In training an image recognition model, it’s not uncommon to augment the data by cropping original images randomly. But if an image contains several objects, a cropped version may no longer match its label. Researchers developed a way to make sure random crops are labeled properly.
What’s new: Led by Sangdoo Yun, a team at Naver AI Lab developed ReLabel, a technique that labels any random crop of any image. They showcased their method on ImageNet.
Key insight: Earlier work used knowledge distillation: Given a randomly cropped image, a so-called student model learned from labels predicted by a teacher model. That approach requires that the teacher predict a label for each of many cropped versions of a given example. In this work, an image was divided into a grid, and the teacher predicted a label for each grid square, creating a map of regions and their labels that was used to determine a label for any given portion of the image. This way, the teacher could examine each example only once, making the process much more efficient.
How it works: The teacher was an EfficientNet-L2 that had been pretrained on Google’s JFT-300M dataset of 300 million images. The student was a ResNet-50.
- The authors removed the teacher’s final pooling layer, so the network would predict a label for each region in a 15×15 grid instead of one label for the whole image.

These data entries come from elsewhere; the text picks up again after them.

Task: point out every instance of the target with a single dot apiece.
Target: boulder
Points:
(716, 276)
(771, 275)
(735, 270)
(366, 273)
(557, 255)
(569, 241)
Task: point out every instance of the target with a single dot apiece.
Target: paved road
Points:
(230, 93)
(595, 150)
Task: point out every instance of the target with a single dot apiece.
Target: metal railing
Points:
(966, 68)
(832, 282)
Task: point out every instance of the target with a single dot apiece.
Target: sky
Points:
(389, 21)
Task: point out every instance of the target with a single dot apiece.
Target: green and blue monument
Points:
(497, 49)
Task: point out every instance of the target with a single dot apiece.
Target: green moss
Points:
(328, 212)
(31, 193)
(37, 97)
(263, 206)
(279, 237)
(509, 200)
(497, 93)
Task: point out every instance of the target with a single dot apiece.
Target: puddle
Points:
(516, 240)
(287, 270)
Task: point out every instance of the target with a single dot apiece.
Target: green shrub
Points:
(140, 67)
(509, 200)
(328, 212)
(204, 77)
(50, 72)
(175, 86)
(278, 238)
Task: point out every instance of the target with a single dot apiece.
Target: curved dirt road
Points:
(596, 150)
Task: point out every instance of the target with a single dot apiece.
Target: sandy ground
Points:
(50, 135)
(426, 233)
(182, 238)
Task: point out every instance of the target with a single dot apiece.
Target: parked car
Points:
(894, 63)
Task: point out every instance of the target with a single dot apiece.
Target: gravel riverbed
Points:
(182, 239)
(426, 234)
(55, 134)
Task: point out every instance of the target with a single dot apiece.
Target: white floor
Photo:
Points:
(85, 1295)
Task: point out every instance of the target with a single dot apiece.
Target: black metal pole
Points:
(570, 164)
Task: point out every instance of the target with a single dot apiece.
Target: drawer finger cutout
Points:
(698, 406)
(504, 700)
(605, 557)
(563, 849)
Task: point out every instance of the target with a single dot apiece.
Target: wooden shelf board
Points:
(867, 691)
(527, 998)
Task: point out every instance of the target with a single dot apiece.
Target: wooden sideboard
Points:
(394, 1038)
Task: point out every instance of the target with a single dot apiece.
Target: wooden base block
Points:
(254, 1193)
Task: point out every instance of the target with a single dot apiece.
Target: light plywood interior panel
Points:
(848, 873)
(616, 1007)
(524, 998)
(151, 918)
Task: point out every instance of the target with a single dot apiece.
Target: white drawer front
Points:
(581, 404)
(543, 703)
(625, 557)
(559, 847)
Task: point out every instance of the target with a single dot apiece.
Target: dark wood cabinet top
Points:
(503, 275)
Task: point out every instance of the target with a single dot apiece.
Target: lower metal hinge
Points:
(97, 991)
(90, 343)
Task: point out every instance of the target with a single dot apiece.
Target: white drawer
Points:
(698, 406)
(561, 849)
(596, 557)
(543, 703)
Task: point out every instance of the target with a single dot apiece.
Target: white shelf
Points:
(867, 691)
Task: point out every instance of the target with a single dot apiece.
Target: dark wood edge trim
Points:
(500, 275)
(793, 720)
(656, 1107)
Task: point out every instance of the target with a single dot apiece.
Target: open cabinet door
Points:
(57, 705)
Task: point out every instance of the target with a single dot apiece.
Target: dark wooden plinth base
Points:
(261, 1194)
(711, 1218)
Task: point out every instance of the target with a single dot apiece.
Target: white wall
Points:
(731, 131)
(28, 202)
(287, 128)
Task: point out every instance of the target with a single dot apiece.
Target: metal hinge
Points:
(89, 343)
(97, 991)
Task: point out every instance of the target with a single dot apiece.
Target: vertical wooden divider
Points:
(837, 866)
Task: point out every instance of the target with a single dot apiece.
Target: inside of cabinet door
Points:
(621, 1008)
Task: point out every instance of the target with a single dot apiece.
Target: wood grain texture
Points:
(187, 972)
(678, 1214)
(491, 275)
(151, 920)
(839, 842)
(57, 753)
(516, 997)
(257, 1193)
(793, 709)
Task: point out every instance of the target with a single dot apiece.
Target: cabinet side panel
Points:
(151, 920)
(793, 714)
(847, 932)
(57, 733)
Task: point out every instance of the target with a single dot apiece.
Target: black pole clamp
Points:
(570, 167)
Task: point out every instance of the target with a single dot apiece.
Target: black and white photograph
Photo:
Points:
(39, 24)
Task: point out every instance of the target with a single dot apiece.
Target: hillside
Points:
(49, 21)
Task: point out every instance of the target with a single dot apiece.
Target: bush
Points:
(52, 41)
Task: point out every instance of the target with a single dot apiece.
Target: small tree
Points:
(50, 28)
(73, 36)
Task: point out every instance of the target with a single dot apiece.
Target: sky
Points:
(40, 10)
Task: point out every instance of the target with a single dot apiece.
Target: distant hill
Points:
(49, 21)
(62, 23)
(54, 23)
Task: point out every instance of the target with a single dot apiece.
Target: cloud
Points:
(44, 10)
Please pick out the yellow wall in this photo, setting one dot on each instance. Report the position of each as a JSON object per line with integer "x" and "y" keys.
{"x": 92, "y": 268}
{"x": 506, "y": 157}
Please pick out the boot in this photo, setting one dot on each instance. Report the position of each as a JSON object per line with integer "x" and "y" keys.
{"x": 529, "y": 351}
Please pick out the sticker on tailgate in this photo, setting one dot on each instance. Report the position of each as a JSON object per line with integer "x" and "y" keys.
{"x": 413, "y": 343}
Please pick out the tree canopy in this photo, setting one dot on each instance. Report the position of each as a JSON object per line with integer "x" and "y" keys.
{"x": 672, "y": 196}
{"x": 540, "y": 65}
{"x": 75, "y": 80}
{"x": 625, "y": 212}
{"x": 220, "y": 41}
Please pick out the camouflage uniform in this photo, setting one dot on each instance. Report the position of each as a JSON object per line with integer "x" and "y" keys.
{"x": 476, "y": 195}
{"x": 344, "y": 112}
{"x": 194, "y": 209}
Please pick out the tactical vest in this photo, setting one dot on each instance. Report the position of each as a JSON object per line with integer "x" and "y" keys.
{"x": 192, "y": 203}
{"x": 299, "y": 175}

They used the teacher to predict such a “label map” for every image in ImageNet.
- The researchers trained the student using random crops of images in ImageNet and their corresponding label maps. Given a cropped image, they used RoIAlign to find the regions within the label map that aligned with the crop and pooled the corresponding regions into a vector. Then they used softmax to turn the vector into the probability distribution that is the label.
Results: The researchers compared a ResNet-50 trained on ImageNet using their labels to one trained using the standard labels. The new labels improved test classification accuracy from 77.5 percent to 78.9 percent.
Why it matters: Images on social and photo-sharing sites tend to be labeled with tags, but a tag that reads, say, “ox” indicates only that an ox appears somewhere in the image. This approach could enable vision models to take better advantage of data sources like this.
We’re thinking: A bounding box around every object of interest would ameliorate the cropping problem — but such labels aren’t always easy to get.